I have nothing but bad advice for the young. If I could do it all again, I think I’d have to do it the same way, but with gritted teeth and a sense of deep embarrassment. You see, all the good things that ever happened to me happened after I’d acted – as I now realise – stupidly.
If I hadn’t stormed out of my boarding school at 15, in a state of petulant, adolescent rage, then I would probably have ended up at Oxford or Cambridge, and by now I might be a history lecturer in, say, Nottingham. I’ve nothing special against Nottingham, and there is a lot of pleasure to be had in history, but that other, conventional life looks rather thin to me now. Because I sabotaged my schooling, I came to York instead, and incidentally took up revolutionary socialism.

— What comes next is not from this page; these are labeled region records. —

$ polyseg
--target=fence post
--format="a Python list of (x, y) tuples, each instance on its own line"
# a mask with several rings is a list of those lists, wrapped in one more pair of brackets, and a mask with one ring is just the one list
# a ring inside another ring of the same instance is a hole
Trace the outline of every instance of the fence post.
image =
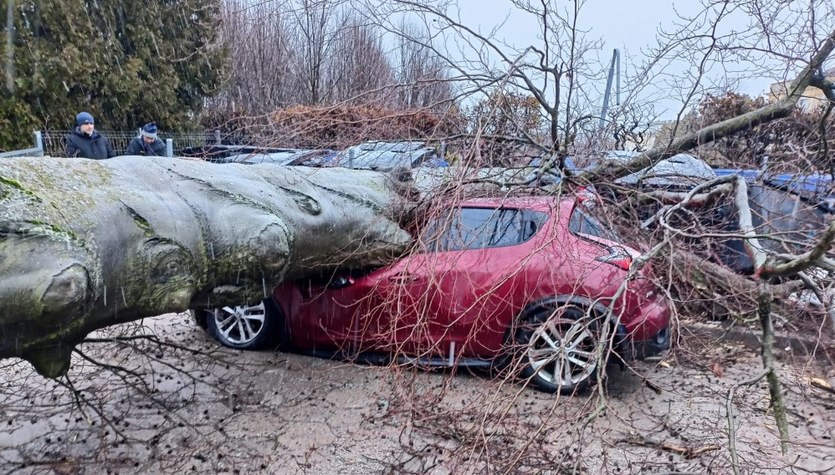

If I hadn’t done that, I’d never have met the woman who’s now my wife, nor met my children. Nor, I am certain, would I have infiltrated Fleet Street when it really was Fleet Street, felt the thunder of the presses under my feet at midnight, and rejoiced at my early bylines with a delight it’s now hardly possible to imagine. I wouldn’t have been part of the tumult of news and raw history in which I have lived, precariously but with much enjoyment, for the past 35 years.
I’d never have seen the nasty dead-eyed face of war, or nearly been lynched by a mob in the Congo. I’d never have been part of the Velvet Revolution or hidden under my bed to dodge gunfire in Bucharest. I’d never have sat and chatted about foreign policy with Margaret Thatcher, or teased the awful Blair creature to his face, or been personally recommended for decommissioning by Gerry Adams of Sinn Fein.
I’d never have lived in an elite apartment in Moscow with KGB neighbours, nor dined in a hilltop farmhouse in Soviet Georgia, half a mile from a civil war, with swallows flying in one window and out of the other. I’d never have run away (surprisingly fast) from the People’s Police in East Berlin. I’d have missed thousands of daily tutorials on what the world is really like. I’d never have walked on the scorched, irradiated plains of Kazakhstan where the Soviet H-bomb was tested, nor spent a weekend under the sea in a nuclear missile submarine.
And all because I wasn’t sensible, before or since. Even after I arrived at York, I had a nagging feeling that I should drop this revolutionary politics stuff and beg the great Gwyn Williams to let me study history instead, which I really ought to have done. But I had a revolution to foment, so I did the wrong thing. And that has made all the difference. But please, don’t listen to me.